Here's a handy illustration of the steps needed for inserting into an array, courtesy of InterviewCake:
Takeaway #2: Efficiency for data structures can be measured by scaling up the number of times an action is performed (like appending or inserting), and measuring how the time needed grows. The shape of this growth is what Big O notation refers to! Seeing these numbers and knowing the actions that led to them definitely makes Big O notation and efficiency measurements more tangible and understandable. Plus, it helps to get some practice writing these benchmark tests and understanding their results on a more intuitive level—the next I come across a gigantic array and am asked to to insert something in the middle, I’m sure I’ll remember the boredom and frustration of waiting for the 1_000_000 insertions to run!
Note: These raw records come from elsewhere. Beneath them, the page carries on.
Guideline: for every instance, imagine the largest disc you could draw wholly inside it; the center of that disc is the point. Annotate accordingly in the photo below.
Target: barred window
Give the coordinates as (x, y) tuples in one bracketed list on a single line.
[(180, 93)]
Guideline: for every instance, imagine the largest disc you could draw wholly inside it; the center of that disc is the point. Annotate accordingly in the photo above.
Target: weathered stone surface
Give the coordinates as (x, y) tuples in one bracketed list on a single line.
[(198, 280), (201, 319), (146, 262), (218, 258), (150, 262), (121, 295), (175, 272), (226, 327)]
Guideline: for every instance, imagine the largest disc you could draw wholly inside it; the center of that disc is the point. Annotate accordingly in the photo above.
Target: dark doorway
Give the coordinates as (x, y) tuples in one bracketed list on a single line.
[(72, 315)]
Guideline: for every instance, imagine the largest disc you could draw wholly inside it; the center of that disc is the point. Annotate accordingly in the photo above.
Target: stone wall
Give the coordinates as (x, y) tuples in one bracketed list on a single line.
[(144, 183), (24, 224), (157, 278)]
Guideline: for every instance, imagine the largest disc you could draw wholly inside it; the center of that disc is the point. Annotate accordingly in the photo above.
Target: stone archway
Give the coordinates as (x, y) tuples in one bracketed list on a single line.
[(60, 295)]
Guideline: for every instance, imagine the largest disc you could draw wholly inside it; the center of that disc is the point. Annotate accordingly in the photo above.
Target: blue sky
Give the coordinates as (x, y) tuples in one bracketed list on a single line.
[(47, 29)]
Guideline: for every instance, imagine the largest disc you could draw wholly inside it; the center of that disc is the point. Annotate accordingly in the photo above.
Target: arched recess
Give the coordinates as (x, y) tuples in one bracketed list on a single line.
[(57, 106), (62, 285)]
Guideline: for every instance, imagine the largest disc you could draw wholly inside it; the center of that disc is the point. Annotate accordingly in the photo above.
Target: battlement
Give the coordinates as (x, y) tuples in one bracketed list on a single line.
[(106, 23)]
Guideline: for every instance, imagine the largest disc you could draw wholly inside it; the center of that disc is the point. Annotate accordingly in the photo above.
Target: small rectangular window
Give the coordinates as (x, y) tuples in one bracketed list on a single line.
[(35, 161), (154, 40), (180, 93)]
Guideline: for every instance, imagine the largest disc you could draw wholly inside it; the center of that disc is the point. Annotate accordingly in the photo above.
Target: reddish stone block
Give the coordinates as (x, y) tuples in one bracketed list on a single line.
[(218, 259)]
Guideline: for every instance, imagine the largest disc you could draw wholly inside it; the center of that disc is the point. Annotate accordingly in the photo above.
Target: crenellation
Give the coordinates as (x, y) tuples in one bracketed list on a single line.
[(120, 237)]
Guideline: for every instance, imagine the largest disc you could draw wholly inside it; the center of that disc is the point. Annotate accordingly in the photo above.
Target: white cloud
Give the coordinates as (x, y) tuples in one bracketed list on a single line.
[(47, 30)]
Learning about data structures outside of formal computer science education is really daunting, but I’m glad to see that working with Ruby has given me a window into some of its foundational pieces! Obviously, I still have much to learn and clarify—here are a few of the areas I expect to continue exploring going forward:
Linked Lists - I know that Ruby doesn’t explicitly have them, but linked lists are often described in contrast to arrays, so I think I have enough context to start understanding the benefits and costs of using linked lists in other languages.
Memory - I know I’m totally misusing terminology for memory in this article, specifically "chunk"! Chunks and heaps and stacks all have very specific meanings, and I want to understand more about them and how they relate to specific data structures.
Other Optimizations in Ruby - Pat Shaughnessy’s article also touched on “copy on write” optimization for Ruby’s arrays, wherein the same array in memory is shared for different mutations of that array. I vaguely understand how that both uses less memory and makes lookup in memory easier, but as I said above: I know I have lots more to learn about how memory works, and optimization illustrates many of its core principles!
Measuring Benchmarks - I want to deliberately build awareness of efficiency in my code, and getting comfortable writing code to measure specific benchmarks is a big part of that. I’m looking forward to developing that spidey-sense of knowing what to measure, and how, and why, and ultimately what to do/refactor in response.
Big O Notation - now that I have some code illustrating what O(1) and O(n) look like, I can start to see the bigger picture of what Big O notation communicates about efficiency!
Special thanks to Steve Geluso at Flatiron Seattle (the actual computer scientist I mentioned) for providing guidance on learning data structures, as well as the Ruby benchmark code.